Statistical Testing Procedures • Step1 State the null and alternative hypotheses • Null hypothesis: the one to be questioned No difference in the proportions of patients with improvement between t-PA and placebo. • Alternative hypothesis: the one of particular interest to investigators The minimal difference in the proportions of patients with improvement between t-PA and placebo is at least 24%.
Statistical Testing Procedures • Step 2 Choose an appropriate test statistics such as two-sample t-statistics. • Step 3 • Select the nominal significance level the risk of typeⅠerror you are willing to commit Usually 5%
Statistical Testing Procedures • Step 4 • Determine the critical value, rejection region and decision rule For large samples, two-sided alternative andα= 0.05, the critical value is z(0.025) = 1.96 and rejection region will be the one such that the absolute value of the test statistic is greater than 1.96. • Decision rule reject the null hypothesis if the resulting test statistic is in the rejection region.
Statistical Testing Procedures Step 1 to step 4 should be determined and pre-specified in the Statistical Method section of the protocol before initiation of the study.
Statistical Testing Procedures • Step 5 When the study is completed or the data are available for interim analysis, complete the value of the test statistic specific in Step2 (protocol). • Step 6 Make decision based on the resulting value of the test statistic and decision rule specified in Step 4 (protocol).
Statistical Testing Procedures • Conclusion • Reject the null hypothesis The sampling error is an unlikely explanation of discrepancy between the null hypothesis and observed values and the alternative hypothesis is proved at a risk of 5%. • Fail to reject null hypothesis The sampling error is a likely explanation and the data fail to provide sufficient evidence to doubt the validity of the null hypothesis. • Do NOT claim that the null hypothesis is accepted.
P - value • If there is no difference in ADAS-cog between the two groups (i.e., the null hypothesis is true), the chance of obtaining a mean difference at least as large as the observed mean difference. • If p-value is small, it implies that the observed difference is unlikely to occur if there is no difference in ADAS-cog scale between 80mg of tacrine and placebo.

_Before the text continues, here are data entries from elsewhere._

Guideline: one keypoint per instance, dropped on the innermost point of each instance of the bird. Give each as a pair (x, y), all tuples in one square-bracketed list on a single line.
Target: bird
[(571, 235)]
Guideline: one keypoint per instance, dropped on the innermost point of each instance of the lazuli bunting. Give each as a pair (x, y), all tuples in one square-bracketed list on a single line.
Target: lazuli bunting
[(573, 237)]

P - value • How small the p-value is sufficient enough to conclude that there exists a true difference in ADAS-cog scale between 80 mg of tacrine and placebo? • It depends upon the risk that the investigator is willing to take for committing type I error. • Nominal significance level = risk of type I error (The chance of concluding existence of a true difference in ADAS-cog when in fact there is no difference)
P - value • If the observed p-value < the nominal significance level (i.e., the observed p-value < risk of type Ⅰerror), then conclude there exists a true difference in ADAS-cog. • The nominal significance level = 5% or 1% • The p-value for the observed difference in mean ADAS-cog is 0.015. • If the nominal significance level is 5%, then it is concluded that there is a difference in ADAS-cog between 80mg of tarcine and placebo in target population of patients with probable Alzheimer’s disease.
P - value • We can not make the same decision if the nominal significance level is chosen to be 1%. • Should always reported the observed p-value and let readers and reviewers judge the strength of evidence by themselves and do not use p-value < 0.05.
Confidence Interval • Example Adkinson, et al (NEJM 1997; 336: 324-31) Immunotherapy for asthma in allergic children
Confidence Interval • Estimates about the true population difference. • Random intervals which can be different if the same trial is repeated. • A 95% confidence interval implies 95% chance that the interval (-7.8, 0.1) will cover the true difference in average PEFR between the two groups. • A 95% confidence interval for the difference will not include 0 if and only if p-value < 0.05.